La fede cristiana confessa che gli uomini, tutti gli uomini, sono fatti a immagine di Dio, ognuno di essi è capace di fare il bene, è capace di amore, di comunicazione, di solidarietà: anche l’uomo più delinquente, più ostile agli altri uomini e nemico della convivenza civile, mantiene in sé questa capacità, che è solo umana, di amore per l’altro. E proprio per questo, perché gli uomini siano più uomini, Dio si è fatto uomo per insegnarci a vivere in questo mondo in un modo che canti la vita e sia lotta contro il potere della morte. Sì, i cristiani, nel passato e ancora oggi, a volte non si sono fatti capire, ma la loro fede proclama questo e non altro! Nella fede si contempla Dio diventato bambino, uno di noi, uno che ha camminato sulle nostre strade accanto a noi, come un viandante che offre la sua mano a chi vuole camminare con lui.
Allora il Natale è festa nonostante le asprezze e le ferite che attraversano il cammino. È la festa della famiglia, perché il primo luogo in cui viviamo le feste è quello: tra marito e moglie o tra conviventi, abbiamo bisogno di essere ciascuno più capace di ascolto verso l’altro, di essere meno aggressivi, meno violenti, abbiamo bisogno di comunicare meglio affinché anche i figli crescano senza soffrire per le durezze del rapporto dei genitori. Ma per molti questa festa familiare quest’anno è ferita perché nodi irrisolti di crisi industriali ed economiche azzerano sicurezze per l’oggi e per il domani, lasciando senza lavoro a metà della vita chi aveva creduto che le sue fatiche avrebbero continuato a garantire a se stesso e ai propri cari un’esistenza tranquilla e serena...

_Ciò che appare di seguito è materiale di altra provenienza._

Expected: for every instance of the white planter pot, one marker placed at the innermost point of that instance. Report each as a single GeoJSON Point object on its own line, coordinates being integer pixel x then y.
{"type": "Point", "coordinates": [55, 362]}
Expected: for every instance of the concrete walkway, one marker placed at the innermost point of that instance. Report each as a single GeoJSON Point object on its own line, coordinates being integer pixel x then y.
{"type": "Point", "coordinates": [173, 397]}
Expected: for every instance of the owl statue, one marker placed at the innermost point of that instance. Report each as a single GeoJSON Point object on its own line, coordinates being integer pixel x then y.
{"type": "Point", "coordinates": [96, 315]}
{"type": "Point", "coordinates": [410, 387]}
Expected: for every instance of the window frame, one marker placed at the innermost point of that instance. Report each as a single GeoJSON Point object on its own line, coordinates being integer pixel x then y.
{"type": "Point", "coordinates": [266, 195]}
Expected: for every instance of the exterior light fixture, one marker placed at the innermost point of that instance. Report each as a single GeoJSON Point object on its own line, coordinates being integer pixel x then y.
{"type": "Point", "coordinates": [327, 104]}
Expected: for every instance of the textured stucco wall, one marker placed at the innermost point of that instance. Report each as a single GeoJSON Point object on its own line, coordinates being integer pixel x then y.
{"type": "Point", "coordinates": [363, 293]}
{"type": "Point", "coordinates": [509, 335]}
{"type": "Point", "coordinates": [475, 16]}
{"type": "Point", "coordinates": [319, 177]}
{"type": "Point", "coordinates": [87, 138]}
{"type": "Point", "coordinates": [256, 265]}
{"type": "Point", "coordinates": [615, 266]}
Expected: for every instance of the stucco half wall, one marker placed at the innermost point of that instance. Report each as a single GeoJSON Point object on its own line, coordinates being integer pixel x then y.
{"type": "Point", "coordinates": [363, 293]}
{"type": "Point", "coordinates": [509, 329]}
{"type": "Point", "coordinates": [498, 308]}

Il Natale è anche la festa della pace: gli uomini sanno che la più grande tragedia che possa succedere è la guerra, perché la guerra semina morte e la morte è separazione, fine dell’amore e degli affetti... E noi in questi giorni siamo alla vigilia di una guerra, anzi, di un’aggressione: la follia di alcuni uomini, il lucido calcolo di un potere rimasto incontrastato al mondo la sta preparando e anche molti di noi, dimenticate le nostalgie per la pace, vissute e proclamate a Natale, finiranno per trovarvi delle ragioni... Come ricordava su queste colonne Barbara Spinelli, i pretesti finiranno per diventare le ragioni: le vere ragioni della guerra, infatti, sono taciute perché svelarle significherebbe dare loro il nome di consolidamento e accrescimento del benessere dei paesi occidentali a scapito degli altri. Siamo purtroppo in una stagione alla quale si applicano bene le parole scritte da Erasmo da Rotterdam nel 1502: “Al giorno d’oggi la guerra è un fenomeno così largamente accettato che chi la mette in discussione come necessità passa per stravagante e suscita meraviglia: la guerra è circondata da così tanta considerazione che chi la condanna passa per irreligioso, sfiora l’eresia!”.
Sì, questo Natale è un Natale ferito: ferito da questi bagliori di guerra, ferito sulle sponde del Mediterraneo dalla violenza tra Israele e i palestinesi che prosegue in una tragica spirale cui nessuno pare voler mettere fine. Eppure, proprio per questo, celebrarlo nonostante tutto vuole essere anche un’invocazione di speranza e una promessa di pace.